Is Your Driveway A Principal Use?

by:  Greg Ricciardi

According to the  New Jersey Supreme Court, in certain circumstances the answer is yes.  On June 16, 2011, the Court held that a driveway is a principal use where, pursuant to local zoning, the driveway does not meet the definition of an accessory use.  Moreover, depending on the circumstances, you may need difficult to obtain and costly variances to get your driveway approved.  How could this happen?

The answer lies in the curious case of Nuckey v. Borough of Little Ferry Planning Bd.  These are the facts. A developer owns multiple lots and wants to build a hotel.  One of the lots has no highway access. To remedy this issue, the developer proposes to build a driveway on an adjacent lot that would continue across the corner of another lot owned by the same principals as the developer.  This proposed driveway would provide the needed highway access for the hotel.  Sounds like a simple accessory use right? Herein lies the rub. 


    The local land use ordinance in this case defines an accessory use as “ a use which is customarily incidental and subordinate to the principal use of a lot or a building and which is located on the same lot.”  Because the driveway serves a different lot, it cannot be accessory.  Therefore, the driveway is a principal use. 

This, however, is not the end of our story.  It turns out that there was a pre-existing, non-conforming use on the same lot as the proposed driveway.   As a result, the proposed driveway was deemed a second principal use and the expansion of the pre-existing, non-conforming use.  Thus the developer was required to obtain use variances pursuant to  N.J.S.A. 40:55D-70(d)(1) and  (d)(2) respectively. 

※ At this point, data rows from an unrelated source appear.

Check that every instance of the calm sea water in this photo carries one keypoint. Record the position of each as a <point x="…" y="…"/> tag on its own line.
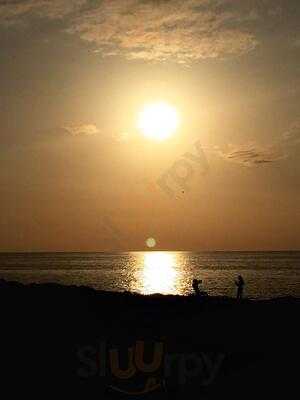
<point x="267" y="274"/>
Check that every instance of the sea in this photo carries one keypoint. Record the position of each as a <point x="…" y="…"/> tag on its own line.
<point x="266" y="274"/>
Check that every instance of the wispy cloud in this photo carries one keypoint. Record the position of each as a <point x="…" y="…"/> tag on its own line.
<point x="14" y="11"/>
<point x="153" y="30"/>
<point x="184" y="31"/>
<point x="81" y="130"/>
<point x="253" y="155"/>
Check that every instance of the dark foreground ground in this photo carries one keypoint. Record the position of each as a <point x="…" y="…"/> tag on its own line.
<point x="75" y="342"/>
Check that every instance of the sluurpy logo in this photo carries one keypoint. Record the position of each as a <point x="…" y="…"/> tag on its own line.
<point x="146" y="367"/>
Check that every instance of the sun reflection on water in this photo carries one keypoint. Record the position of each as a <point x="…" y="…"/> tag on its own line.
<point x="159" y="274"/>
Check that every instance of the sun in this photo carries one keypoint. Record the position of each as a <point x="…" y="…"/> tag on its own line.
<point x="158" y="121"/>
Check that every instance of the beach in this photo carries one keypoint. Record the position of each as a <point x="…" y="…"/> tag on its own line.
<point x="114" y="345"/>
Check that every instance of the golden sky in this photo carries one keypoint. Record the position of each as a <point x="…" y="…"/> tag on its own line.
<point x="77" y="174"/>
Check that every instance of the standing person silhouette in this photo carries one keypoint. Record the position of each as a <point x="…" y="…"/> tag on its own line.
<point x="240" y="283"/>
<point x="195" y="285"/>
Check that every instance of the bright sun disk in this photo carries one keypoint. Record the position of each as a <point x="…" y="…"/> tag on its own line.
<point x="158" y="121"/>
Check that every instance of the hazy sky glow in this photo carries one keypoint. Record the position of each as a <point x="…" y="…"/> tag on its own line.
<point x="77" y="175"/>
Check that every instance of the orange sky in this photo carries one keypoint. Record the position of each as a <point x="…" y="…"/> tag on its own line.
<point x="77" y="175"/>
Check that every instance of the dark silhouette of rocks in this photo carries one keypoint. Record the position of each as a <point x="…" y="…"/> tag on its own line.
<point x="44" y="325"/>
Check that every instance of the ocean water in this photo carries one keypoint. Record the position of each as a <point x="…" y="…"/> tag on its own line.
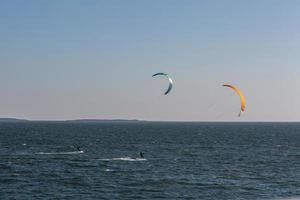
<point x="38" y="160"/>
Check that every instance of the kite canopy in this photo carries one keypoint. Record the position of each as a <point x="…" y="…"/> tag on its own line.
<point x="242" y="98"/>
<point x="169" y="78"/>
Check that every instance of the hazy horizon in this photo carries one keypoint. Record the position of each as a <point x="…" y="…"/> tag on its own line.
<point x="94" y="60"/>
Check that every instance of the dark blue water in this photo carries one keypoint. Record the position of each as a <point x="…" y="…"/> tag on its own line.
<point x="38" y="160"/>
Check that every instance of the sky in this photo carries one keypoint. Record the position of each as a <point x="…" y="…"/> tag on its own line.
<point x="63" y="59"/>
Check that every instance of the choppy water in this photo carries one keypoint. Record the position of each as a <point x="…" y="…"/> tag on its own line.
<point x="182" y="160"/>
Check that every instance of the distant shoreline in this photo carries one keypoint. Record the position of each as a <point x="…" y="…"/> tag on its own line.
<point x="14" y="120"/>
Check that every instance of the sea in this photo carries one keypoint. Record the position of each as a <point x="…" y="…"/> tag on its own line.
<point x="182" y="160"/>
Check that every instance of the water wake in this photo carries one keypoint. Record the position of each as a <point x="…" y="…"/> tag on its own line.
<point x="60" y="153"/>
<point x="124" y="159"/>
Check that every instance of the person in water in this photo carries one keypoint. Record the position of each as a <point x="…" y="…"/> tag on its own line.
<point x="141" y="154"/>
<point x="78" y="148"/>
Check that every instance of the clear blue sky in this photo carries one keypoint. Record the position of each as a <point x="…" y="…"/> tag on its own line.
<point x="64" y="59"/>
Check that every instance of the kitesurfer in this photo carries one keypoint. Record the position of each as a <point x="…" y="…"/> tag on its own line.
<point x="141" y="154"/>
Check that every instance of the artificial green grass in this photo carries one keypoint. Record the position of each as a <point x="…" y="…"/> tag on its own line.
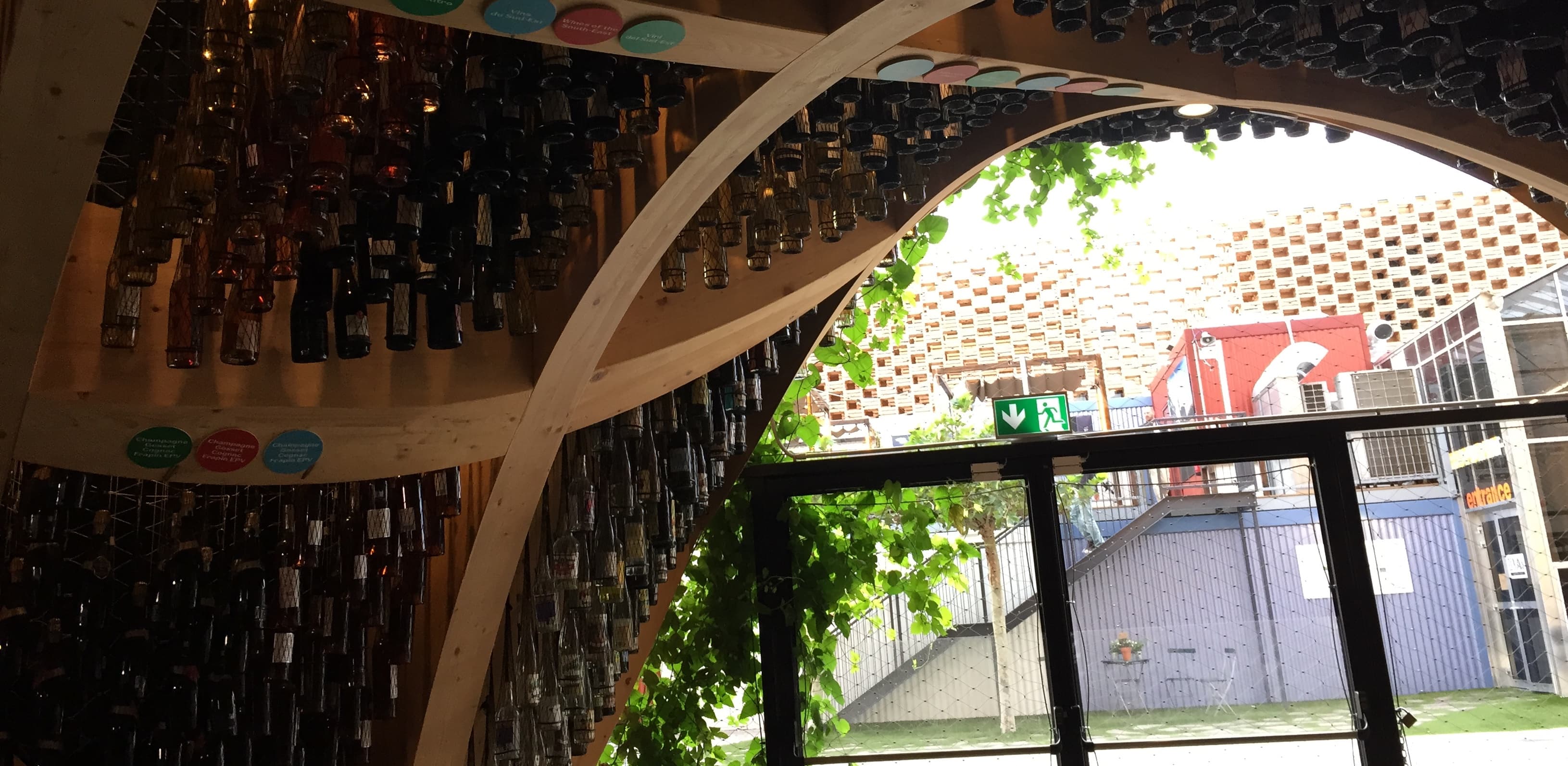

But wait, despite these facts, aren’t we just talking about a driveway?  Surely there must be some de minimis exception for a small driveway?  This is precisely the argument that was raised by the developer.  In fact, the de minimus argument was successful in the Appellate Division.  However, the Supreme Court reversed, concluding that the courts have never applied the de minimis rationale in considering the need for a use variance to permit an otherwise prohibited use.  Where, as here, the zoning ordinance permits only one principal use, the addition of an entirely new principal use is prohibited and, by its very nature, cannot be inconsequential. Put plainly, “[a]lthough access may be a reason for granting a variance, it is not a justification for dispensing with one. “

This case serves as a reminder that every land use matter is truly unique.  Even something as simple as a driveway, traditionally an accessory use, can turn out to be a legal conundrum.